Jeff made Lookout Landing a thing, but he does not still write there about the Mariners. He does write here, sometimes about the Mariners, but usually not.
I don’t think everyone would be impacted the same though, with a change in the baseball. For guys who were already good power hitters, if the baseball is going further, then you’re going to have a bunch of home runs that are just longer home runs. Sure, some warning track fly balls are now out of the park from these guys too, but if there’s a change in baseballs I would think you would expect hitters who don’t have good power to see a much bigger chance. Like if you take Mark Reynolds and give him a baseball that goes 10% further, I’m not sure he hits any more home runs, because he either crushes it or mis-hits. But if you take someone who’s more maxed out power-wise around the warning track/just over the fence, and give them 10% more distance, they’re going to see a lot more home runs, right?
I’ve had this thought and I really don’t know the answer. Statcast could help. How do power hitters distribute their fly balls, versus non-power hitters? Do they actually hit fewer toward the track that just don’t go out? Totally possible. Maybe even probable! But I’d love to see someone research it.

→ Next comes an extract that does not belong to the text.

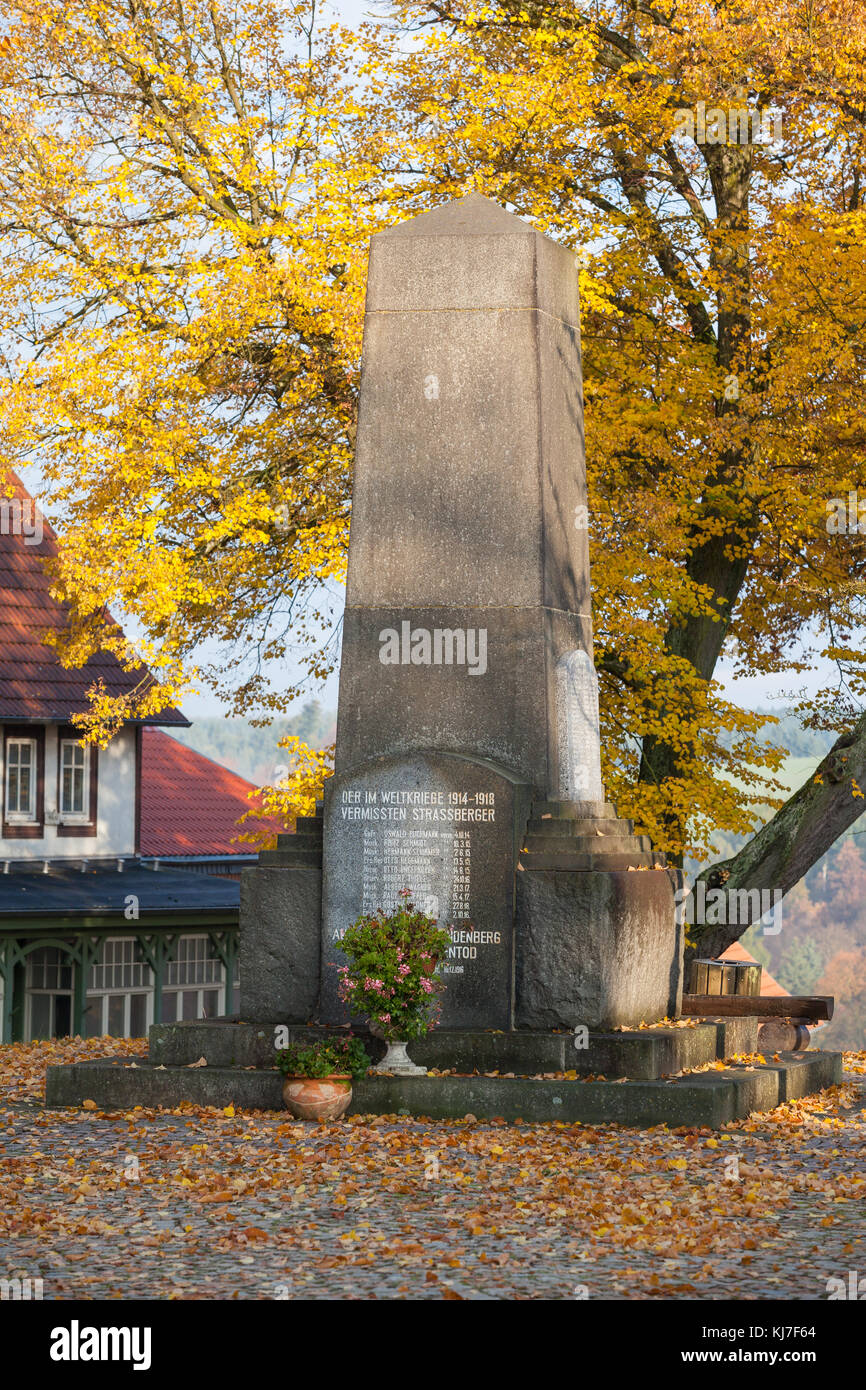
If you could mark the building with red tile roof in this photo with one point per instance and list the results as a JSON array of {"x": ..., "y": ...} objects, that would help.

Research is certainly needed to settle this, but absent that, the logical explanation is that weaker hitters have a shorter range of FB–from the shallowest caught to those that clear the fence. From this it follows that the proportion of their FB that travel to any fixed area within that range is going to be greater than for sluggers, who have a greater scatter. Even taking into account that the proportion falls off the deeper we go, this suggests that weaker hitters should have a greater proportion of balls caught near the fence to those that clear it–and hence, can potentially increase their HR rate more with the same increase in distance.
I’m sure there are other factors involved, but this seems to me likely to be an important one.
Would also think a juiced ball would make more of an impact regarding home runs for hitters with a generally lower launch angle, since they’re taking advantage of more horizontal distance. A natural power hitter who has more upper cut to take advantage of that power, they’d be wasting more of the added bounce on vertical distance.
Is there a formal definition for a power hitter? Like has an ISO over .170?
You could probably also use the ESPN HR tracker and look at distribution of Plenty vs No Doubt vs Just Enough/Lucky for the quartiles.
Also could look at the Avg. True Distance. We know that Speed off the bat is higher, which in my mind supports isavage’s comment. If Stanton hits it 400′ or 495, it’s still a HR.
This is a very clear description of something I just spent 5 minutes trying to describe, before finally giving up.
Thanks!
It would be interesting to see the long fly ball per batted ball rate for each of the quartiles. I wouldn’t be surprised if the power hitters actually hit more long fly balls than non-power hitters… leading to… a different conclusion than yours 😛
This logic is the best explanation I can come up with for explosions like Dozier’s: He had an incredible knack for hitting warning track shots prior to 2016.
Jean Segura is the next 30/30 player.
This begs the question: why did the Sosas/McGwires/Bonds see such a surge 15-20 years ago into the 60’s/70’s? Why can’t such a surge happen today? What makes this era different from that one? Is it the higher K rate?